Three Habits of Mind Comments


My name is Jesse and I am a music teacher with a background in creative approaches. I’ve chosen three of Costa’s Habits of Mind to summarize myself as a teacher and also my approach to learning. Hopefully these will paint an accurate portrait of what it might be like to study with me.

Firstly, is the Habit of Listening With Understanding and Empathy. Costa writes that “[s]ome psychologists believe that the ability to listen to another person—to empathize with and to understand that person’s point of view—is one of the highest forms of intelligent behavior.”

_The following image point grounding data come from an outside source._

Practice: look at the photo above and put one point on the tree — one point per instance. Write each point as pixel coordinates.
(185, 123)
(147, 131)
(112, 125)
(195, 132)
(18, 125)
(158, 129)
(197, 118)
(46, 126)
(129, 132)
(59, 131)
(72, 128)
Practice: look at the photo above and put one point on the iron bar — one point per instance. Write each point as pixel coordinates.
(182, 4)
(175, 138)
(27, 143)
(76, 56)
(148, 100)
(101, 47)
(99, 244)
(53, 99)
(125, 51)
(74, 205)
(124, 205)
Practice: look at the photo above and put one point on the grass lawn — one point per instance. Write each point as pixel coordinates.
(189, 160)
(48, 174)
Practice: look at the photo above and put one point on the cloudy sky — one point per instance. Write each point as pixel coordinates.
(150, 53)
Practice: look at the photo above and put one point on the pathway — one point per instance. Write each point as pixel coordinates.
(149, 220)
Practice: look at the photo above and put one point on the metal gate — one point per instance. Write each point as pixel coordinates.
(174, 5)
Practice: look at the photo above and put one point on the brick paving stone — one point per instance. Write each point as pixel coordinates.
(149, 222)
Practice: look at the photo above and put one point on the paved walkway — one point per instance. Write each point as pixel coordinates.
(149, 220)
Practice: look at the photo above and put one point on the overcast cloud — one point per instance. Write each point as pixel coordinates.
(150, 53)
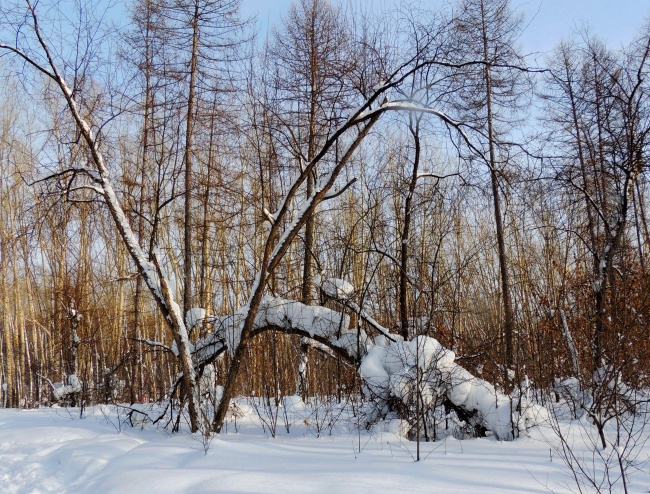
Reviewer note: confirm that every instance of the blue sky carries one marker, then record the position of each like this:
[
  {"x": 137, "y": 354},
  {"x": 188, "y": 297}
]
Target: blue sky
[{"x": 615, "y": 21}]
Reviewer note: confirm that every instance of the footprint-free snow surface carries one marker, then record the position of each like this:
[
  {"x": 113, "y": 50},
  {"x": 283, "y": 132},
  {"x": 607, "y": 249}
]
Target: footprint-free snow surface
[{"x": 53, "y": 450}]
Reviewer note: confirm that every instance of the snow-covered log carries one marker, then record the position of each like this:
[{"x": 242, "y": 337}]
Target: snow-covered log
[{"x": 388, "y": 366}]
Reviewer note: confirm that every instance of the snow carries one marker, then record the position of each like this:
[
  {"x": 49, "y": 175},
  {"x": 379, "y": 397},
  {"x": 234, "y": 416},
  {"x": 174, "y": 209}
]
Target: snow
[
  {"x": 194, "y": 317},
  {"x": 52, "y": 450},
  {"x": 338, "y": 289},
  {"x": 389, "y": 374}
]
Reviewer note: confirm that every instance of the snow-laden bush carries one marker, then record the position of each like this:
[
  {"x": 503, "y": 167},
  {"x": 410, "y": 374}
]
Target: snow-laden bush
[{"x": 397, "y": 374}]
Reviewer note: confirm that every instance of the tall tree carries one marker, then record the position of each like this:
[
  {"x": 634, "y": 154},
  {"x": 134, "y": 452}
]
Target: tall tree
[{"x": 489, "y": 98}]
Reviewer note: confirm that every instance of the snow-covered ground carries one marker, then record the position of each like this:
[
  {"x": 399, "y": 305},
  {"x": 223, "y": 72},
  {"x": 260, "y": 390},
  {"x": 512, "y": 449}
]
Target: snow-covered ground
[{"x": 52, "y": 450}]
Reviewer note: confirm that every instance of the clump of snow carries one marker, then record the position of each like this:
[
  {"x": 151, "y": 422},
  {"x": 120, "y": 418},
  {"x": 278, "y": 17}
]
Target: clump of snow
[
  {"x": 194, "y": 317},
  {"x": 63, "y": 392},
  {"x": 392, "y": 373},
  {"x": 337, "y": 288}
]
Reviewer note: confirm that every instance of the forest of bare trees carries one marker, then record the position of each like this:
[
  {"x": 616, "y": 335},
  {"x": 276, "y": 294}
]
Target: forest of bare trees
[{"x": 165, "y": 172}]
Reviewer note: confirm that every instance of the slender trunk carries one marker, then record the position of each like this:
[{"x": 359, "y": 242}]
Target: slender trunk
[
  {"x": 404, "y": 244},
  {"x": 508, "y": 316},
  {"x": 188, "y": 287}
]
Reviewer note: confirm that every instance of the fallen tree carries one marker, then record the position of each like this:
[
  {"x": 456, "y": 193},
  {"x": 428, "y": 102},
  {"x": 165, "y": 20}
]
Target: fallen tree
[{"x": 395, "y": 373}]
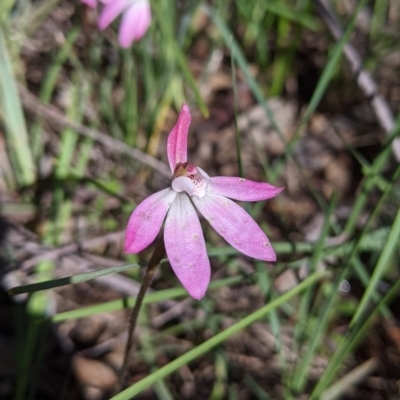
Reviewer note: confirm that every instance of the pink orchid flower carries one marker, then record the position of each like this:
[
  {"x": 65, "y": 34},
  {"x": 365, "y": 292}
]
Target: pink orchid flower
[
  {"x": 183, "y": 236},
  {"x": 136, "y": 18},
  {"x": 90, "y": 3}
]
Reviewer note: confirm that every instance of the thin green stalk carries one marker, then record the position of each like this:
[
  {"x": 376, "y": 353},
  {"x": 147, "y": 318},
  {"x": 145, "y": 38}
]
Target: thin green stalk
[
  {"x": 387, "y": 252},
  {"x": 206, "y": 346},
  {"x": 235, "y": 100},
  {"x": 349, "y": 342}
]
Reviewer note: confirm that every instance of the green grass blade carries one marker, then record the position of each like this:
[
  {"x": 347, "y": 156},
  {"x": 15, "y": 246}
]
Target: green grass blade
[
  {"x": 216, "y": 340},
  {"x": 129, "y": 302},
  {"x": 69, "y": 280},
  {"x": 13, "y": 116},
  {"x": 348, "y": 343},
  {"x": 390, "y": 247}
]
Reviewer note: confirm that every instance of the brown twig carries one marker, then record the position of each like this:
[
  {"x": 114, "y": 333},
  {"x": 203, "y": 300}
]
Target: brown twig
[
  {"x": 53, "y": 115},
  {"x": 72, "y": 248},
  {"x": 155, "y": 260},
  {"x": 364, "y": 78}
]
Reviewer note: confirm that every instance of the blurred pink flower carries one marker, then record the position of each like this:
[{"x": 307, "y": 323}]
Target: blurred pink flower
[
  {"x": 136, "y": 18},
  {"x": 90, "y": 3},
  {"x": 183, "y": 236}
]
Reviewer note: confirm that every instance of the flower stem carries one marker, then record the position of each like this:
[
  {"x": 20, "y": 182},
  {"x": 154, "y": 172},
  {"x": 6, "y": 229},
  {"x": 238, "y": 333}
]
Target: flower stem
[{"x": 155, "y": 259}]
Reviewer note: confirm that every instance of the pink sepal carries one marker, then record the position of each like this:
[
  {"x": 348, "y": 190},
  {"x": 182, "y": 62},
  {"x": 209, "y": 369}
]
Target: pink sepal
[
  {"x": 177, "y": 139},
  {"x": 242, "y": 189},
  {"x": 236, "y": 226},
  {"x": 146, "y": 220},
  {"x": 135, "y": 22},
  {"x": 185, "y": 247}
]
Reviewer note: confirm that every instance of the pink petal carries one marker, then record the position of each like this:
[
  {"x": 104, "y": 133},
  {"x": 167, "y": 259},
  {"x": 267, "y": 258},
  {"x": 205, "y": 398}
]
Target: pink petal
[
  {"x": 235, "y": 226},
  {"x": 135, "y": 22},
  {"x": 243, "y": 189},
  {"x": 90, "y": 3},
  {"x": 146, "y": 220},
  {"x": 111, "y": 11},
  {"x": 177, "y": 139},
  {"x": 185, "y": 246}
]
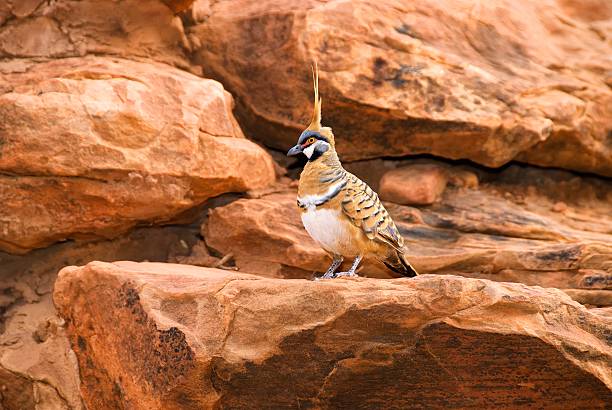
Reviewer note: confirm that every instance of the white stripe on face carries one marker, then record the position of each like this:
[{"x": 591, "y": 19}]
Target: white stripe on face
[{"x": 308, "y": 151}]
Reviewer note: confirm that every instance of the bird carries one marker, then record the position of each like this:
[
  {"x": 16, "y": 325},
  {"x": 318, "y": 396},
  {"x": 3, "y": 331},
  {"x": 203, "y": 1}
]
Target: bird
[{"x": 339, "y": 211}]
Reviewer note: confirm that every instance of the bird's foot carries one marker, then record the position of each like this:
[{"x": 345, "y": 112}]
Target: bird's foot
[
  {"x": 349, "y": 274},
  {"x": 326, "y": 275}
]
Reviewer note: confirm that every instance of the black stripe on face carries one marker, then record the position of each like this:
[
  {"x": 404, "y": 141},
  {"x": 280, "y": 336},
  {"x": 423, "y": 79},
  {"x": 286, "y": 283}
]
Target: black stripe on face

I would agree with this, but I would also argue that empathetic listening is especially fundamental to learning how to play music, both in an ensemble and solo setting. Whether you’re listening (or watching) a conductors cues, hearing and interpreting a drummer’s time feel or, finding a way to fit in with a chordal instrument player’s improvised harmonic structure, or trying to interpret a composer’s musical intentions (even if that composer is yourself!) you’ll certainly be exercising your ability to deeply and viscerally understand what your senses are pulling in, particularly in relationship to others.

Next, the Habit of Creating, Imagining and Innovating. Costa stresses the importances of looking at particular problems from many different perspectives. This is certainly applicable to music. Sometimes we don’t know how to make each other sound good, and the answer isn’t so obvious. Maybe there is something in an orchestration which is causing certain voices to clash. Maybe two people aren’t feeling the rhythmic structure in the same way. Or perhaps someone’s instrument is out of tune. Perhaps there’s a mistake hiding in the score. In any case, the ability to examine situations from all sides is crucial to excellence in music.

Costa also emphasizes that creative thinking involves being able to handle criticism. This leads me to my next Habit of Mind — Taking Responsible Risks. I think that a healthy willingness to embrace the possibility of being wrong is certainly bound up with the ability to solve problems. If we only allow ourselves to find solutions that already lie within our comfort zone, then we’d likely be unintentionally acting as the barriers to our own success .

Some of my most valued lifelong teachers have told me, “if you want to play improvised music well, you have to be prepared to sound bad.” I’ve taken this to essentially mean “not all ideas work so well as well as we think that they will from the outset, but in order to find the good ideas, a certain amount of trial-and-error may be necessary.” This guidance has only rung more true the older I’ve grown and the more experience I’ve gained.

Original Comments

1.)  Creating, Imagining and Innovating — “…how students behave when they don’t know an answer.”
This is important. I’ve often observed my students floundering and not knowing how to overcome a hurdles, rather expecting to have the answer ready-made and given to them. But that’s not how intellectual or practical challenges typically work.


2.) Listening With Understanding and Empathy

Very important in music education. Perhaps the most important thing, actually.


3.) Taking Responsible Risks — “They have a need for certainty rather than an inclination for doubt.” [Edited] Tags: risks

In general, I’m all for students taking intellectual risks — ethically and safely, of course. The worst that can happen is that one might be proven wrong. Being wrong might not be the greatest feeling in the world, but it is always a step in the direction of finding the right answer. If you can truly learn from your mistakes, then it would seem as though there isn’t a risk that’s too big within the field of human thought.